D-BACKS SET TO TAKE IT AWAY: The Irish were second in the country against pass in 2007, but defensive coordinator Corwin Brown wants more. Brown wants the Irish secondary to turn deflections into interceptions and tackles into forced fumbles this year.
"We've got to create more," safety David Bruton said. "We can't be dropping interceptions. When we got an interception in the red zone we've got to take it and possibly get to the other end zone. We've got to strip the ball more. I feel that we need to make more plays, myself included."
Brown has implemented drills that focus on takeaways, but ultimately it will be the scheme that could make the difference.
"We're doing a lot of things different with the coverages, trying to get jumps on receivers and jumps on routes," cornerback Raeshon McNeil said. "I think that's going to help out."
The Irish are expected to turn up the heat on opposing quarterbacks in 2008, which should result in more turnover opportunities. The style also calls on the secondary to play more one-on-one coverage and to move around before the snap so that quarterbacks don't get an idea of what is coming.
"We have to be more alert because the ball is going to come out a lot quicker. We've got to move and shift and disguise a lot more so you don't know where the blitz is coming from," Bruton said.
DEFENSE LIKES PHYSICAL CAMP: Earlier in the week, we got some thoughts on the new physicality in fall camp from some of the offensive players and later caught up with the defensive unit.
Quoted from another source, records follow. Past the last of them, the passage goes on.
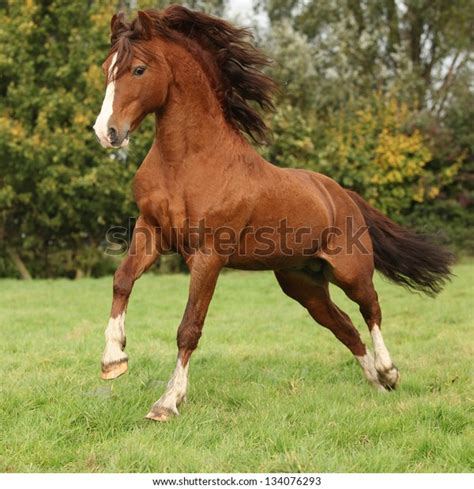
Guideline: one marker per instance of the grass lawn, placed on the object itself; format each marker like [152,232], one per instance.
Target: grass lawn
[270,390]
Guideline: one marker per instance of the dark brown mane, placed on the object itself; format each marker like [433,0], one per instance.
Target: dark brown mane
[235,73]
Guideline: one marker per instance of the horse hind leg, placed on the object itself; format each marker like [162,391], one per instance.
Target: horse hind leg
[359,288]
[312,292]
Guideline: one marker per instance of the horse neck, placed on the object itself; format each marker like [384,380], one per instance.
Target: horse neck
[192,120]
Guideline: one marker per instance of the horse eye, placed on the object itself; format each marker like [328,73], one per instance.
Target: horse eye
[139,70]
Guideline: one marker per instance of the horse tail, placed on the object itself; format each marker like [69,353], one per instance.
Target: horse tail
[403,256]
New linebackers coach John Tenuta loves the contact saying, "No question, that's what football is about."
Cornerback Terrail Lambert is in his fifth year on the squad and has noticed the difference between this season and past ones.
"Definitely. That's something that the coaches are really trying to facilitate," said Lambert. "It's something that we strive for everyday on both sides of the ball. Coach Weis has made a concerted effort to make every situation on the field as competitive as possible and I think that's healthy for us."
Sophomore cornerback Gary Gray sat out last year with a shoulder injury and said that the contact in camp is helping him to get back into football shape.
"It's getting me back in the groove, not playing last year, but coming in the spring and having it physical then is getting me adjusted to game situations," Gray said.
Bruton is another veteran who has seen the change and gives the credit to the staff.
"We're always intense, the coaches are intense. We are a reflection of the coaches and our coaches are all intense," Bruton said. "We're intense and we're motivated and we're high strung and we're everywhere, moving. We're just trying to do everything right."
BRUTON STAYS IN SECONDARY: Bruton was asked who was the most intense coach and it was a little surprising to hear him represent the secondary.
"I'm going to go with Coach Brown," Bruton said. "Coach Tenuta is a little more laid back than Coach Brown. Coach Brown will get up in you so quick."